For my assignment, I have made a class Robot which has a pointer to a class State. This State class is an interface. The actual implementation of the State child classes needs to be done in a separate DLL.
I've been able to successfully make these classes in the separate DLL, so that the DLL with State's child classes (StateDLL
) only references the DLL that contains the State interface class.
The problem starts with the constructor of the Robot class. I have to let Robot's private variable State*
know what his first childclass will be, for example (where S is of type State*
)
Robot::Robot() {
S = StateDLL::StateChild1::get();
}
Does this mean that Robot needs to know about the StateDLL content? Is there a way to tell him about the childclass in any other way, or does it not matter if I let the RobotDLL reference the StateDLL (with the idea StateDLL can change a lot while the RobotDLL should be more static)?

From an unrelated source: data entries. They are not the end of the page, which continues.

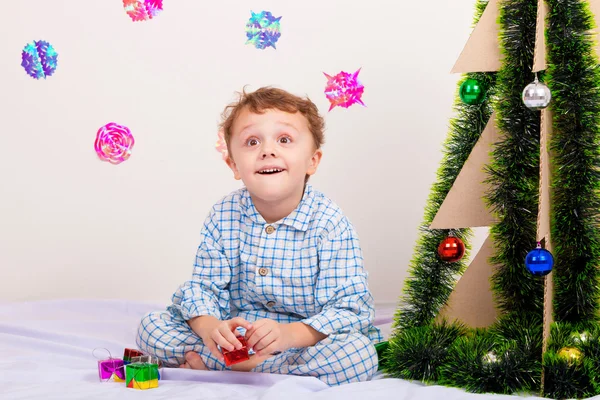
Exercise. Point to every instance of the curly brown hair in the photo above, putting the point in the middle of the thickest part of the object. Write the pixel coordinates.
(269, 98)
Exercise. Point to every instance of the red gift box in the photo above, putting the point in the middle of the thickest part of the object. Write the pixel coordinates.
(236, 356)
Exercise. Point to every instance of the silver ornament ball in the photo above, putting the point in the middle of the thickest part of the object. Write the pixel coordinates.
(536, 96)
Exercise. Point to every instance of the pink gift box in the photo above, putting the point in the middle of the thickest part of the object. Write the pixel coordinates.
(112, 369)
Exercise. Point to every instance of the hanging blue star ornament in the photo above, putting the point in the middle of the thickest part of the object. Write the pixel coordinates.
(262, 30)
(539, 261)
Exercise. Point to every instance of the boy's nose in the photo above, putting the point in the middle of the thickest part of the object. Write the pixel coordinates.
(268, 153)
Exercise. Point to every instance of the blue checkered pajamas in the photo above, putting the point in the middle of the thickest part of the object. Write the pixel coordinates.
(307, 267)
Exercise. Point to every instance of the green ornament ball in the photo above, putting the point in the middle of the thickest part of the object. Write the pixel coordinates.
(472, 92)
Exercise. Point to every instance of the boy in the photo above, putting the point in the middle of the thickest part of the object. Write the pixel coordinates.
(278, 262)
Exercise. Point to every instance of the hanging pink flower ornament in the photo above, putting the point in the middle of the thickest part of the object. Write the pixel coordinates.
(114, 143)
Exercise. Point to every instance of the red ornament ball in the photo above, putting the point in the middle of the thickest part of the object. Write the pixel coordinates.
(451, 249)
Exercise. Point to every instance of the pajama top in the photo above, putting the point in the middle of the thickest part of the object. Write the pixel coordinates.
(306, 267)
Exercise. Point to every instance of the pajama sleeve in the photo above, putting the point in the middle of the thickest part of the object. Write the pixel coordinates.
(206, 293)
(341, 291)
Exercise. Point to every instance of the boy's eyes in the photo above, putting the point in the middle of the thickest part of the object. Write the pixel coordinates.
(283, 140)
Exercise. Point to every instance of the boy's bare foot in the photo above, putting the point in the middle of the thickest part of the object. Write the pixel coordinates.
(193, 361)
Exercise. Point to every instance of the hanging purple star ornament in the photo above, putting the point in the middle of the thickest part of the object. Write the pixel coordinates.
(344, 89)
(39, 59)
(262, 30)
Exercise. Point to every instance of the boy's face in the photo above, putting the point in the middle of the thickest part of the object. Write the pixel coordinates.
(272, 153)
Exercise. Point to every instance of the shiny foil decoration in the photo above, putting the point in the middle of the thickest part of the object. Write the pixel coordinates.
(114, 143)
(344, 89)
(142, 10)
(39, 59)
(263, 30)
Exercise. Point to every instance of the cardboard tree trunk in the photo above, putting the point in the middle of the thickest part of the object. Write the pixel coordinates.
(472, 300)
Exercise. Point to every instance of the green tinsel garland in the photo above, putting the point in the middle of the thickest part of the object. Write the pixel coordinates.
(431, 279)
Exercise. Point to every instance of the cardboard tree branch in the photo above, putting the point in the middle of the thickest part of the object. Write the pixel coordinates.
(472, 301)
(464, 206)
(482, 51)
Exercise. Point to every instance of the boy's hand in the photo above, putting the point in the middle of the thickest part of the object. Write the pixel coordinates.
(267, 336)
(215, 332)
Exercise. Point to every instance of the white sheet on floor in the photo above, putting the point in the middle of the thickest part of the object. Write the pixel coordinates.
(46, 352)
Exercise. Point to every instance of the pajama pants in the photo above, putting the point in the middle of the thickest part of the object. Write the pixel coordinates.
(337, 359)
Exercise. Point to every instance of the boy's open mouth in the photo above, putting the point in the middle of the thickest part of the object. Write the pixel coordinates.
(270, 171)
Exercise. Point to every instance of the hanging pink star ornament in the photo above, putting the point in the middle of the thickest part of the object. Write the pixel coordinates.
(221, 146)
(344, 89)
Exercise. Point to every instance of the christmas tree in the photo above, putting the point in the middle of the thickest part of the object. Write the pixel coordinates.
(521, 157)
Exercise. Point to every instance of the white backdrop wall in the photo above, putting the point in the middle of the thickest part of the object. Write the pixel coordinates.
(74, 226)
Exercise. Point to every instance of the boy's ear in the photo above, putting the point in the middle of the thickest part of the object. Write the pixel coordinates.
(231, 164)
(314, 162)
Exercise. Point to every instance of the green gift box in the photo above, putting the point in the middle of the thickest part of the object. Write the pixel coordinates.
(141, 376)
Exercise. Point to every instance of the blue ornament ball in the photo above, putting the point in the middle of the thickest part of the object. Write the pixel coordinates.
(539, 261)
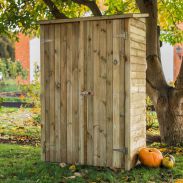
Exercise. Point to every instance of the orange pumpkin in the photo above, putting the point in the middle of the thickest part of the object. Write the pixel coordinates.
(150, 157)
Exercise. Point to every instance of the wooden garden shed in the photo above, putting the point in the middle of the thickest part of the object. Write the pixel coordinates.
(93, 80)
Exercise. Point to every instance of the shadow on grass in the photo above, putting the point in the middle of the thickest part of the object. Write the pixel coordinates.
(22, 164)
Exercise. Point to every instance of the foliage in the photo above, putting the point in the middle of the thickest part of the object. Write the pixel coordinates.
(30, 11)
(6, 48)
(9, 85)
(151, 116)
(12, 69)
(23, 164)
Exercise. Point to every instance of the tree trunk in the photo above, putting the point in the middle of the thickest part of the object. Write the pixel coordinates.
(168, 101)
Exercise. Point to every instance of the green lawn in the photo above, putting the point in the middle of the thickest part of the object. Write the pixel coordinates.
(19, 124)
(9, 85)
(22, 164)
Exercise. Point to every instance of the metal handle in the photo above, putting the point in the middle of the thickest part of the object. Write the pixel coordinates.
(86, 93)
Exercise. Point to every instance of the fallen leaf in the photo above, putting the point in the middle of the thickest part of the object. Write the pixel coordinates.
(62, 165)
(72, 168)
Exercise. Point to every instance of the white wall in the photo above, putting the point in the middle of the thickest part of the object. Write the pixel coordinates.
(167, 61)
(34, 55)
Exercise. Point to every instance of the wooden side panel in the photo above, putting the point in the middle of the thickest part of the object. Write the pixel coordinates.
(43, 81)
(57, 93)
(138, 72)
(116, 94)
(122, 92)
(135, 89)
(109, 95)
(90, 87)
(93, 56)
(47, 91)
(63, 93)
(69, 94)
(52, 92)
(75, 93)
(81, 70)
(97, 104)
(102, 92)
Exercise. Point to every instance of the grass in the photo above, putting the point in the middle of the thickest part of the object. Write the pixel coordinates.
(9, 85)
(22, 164)
(21, 124)
(13, 99)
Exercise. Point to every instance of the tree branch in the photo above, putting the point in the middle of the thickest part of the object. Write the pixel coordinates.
(90, 4)
(179, 81)
(54, 10)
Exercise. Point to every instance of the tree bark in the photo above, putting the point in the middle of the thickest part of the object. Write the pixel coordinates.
(168, 101)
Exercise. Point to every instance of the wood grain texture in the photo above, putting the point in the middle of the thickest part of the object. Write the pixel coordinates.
(43, 112)
(81, 68)
(122, 93)
(47, 91)
(91, 55)
(90, 87)
(57, 93)
(75, 93)
(93, 18)
(102, 93)
(116, 94)
(96, 120)
(109, 95)
(63, 93)
(69, 94)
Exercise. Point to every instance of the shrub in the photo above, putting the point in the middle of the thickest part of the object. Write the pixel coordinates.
(12, 69)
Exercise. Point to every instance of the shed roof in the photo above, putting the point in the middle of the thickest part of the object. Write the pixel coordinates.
(56, 21)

Your Robot class should not know about the StateDLL at all, preferably it should get an instance of a State*
passed in through the constructor. That will keep the dependencies at a minimum, and allowing for exchangeable implementations, and easy testing.
To prevent the RobotDLL from getting any dependencies from the StateDLL, an interface consisting of a factory function that simply supplies a State*
would be enough to allow the StateDLL to be interchangeable with another DLL that provide the same factory function, or if you later on decides to merge the two dlls the same function can be defined within the RobotDLL.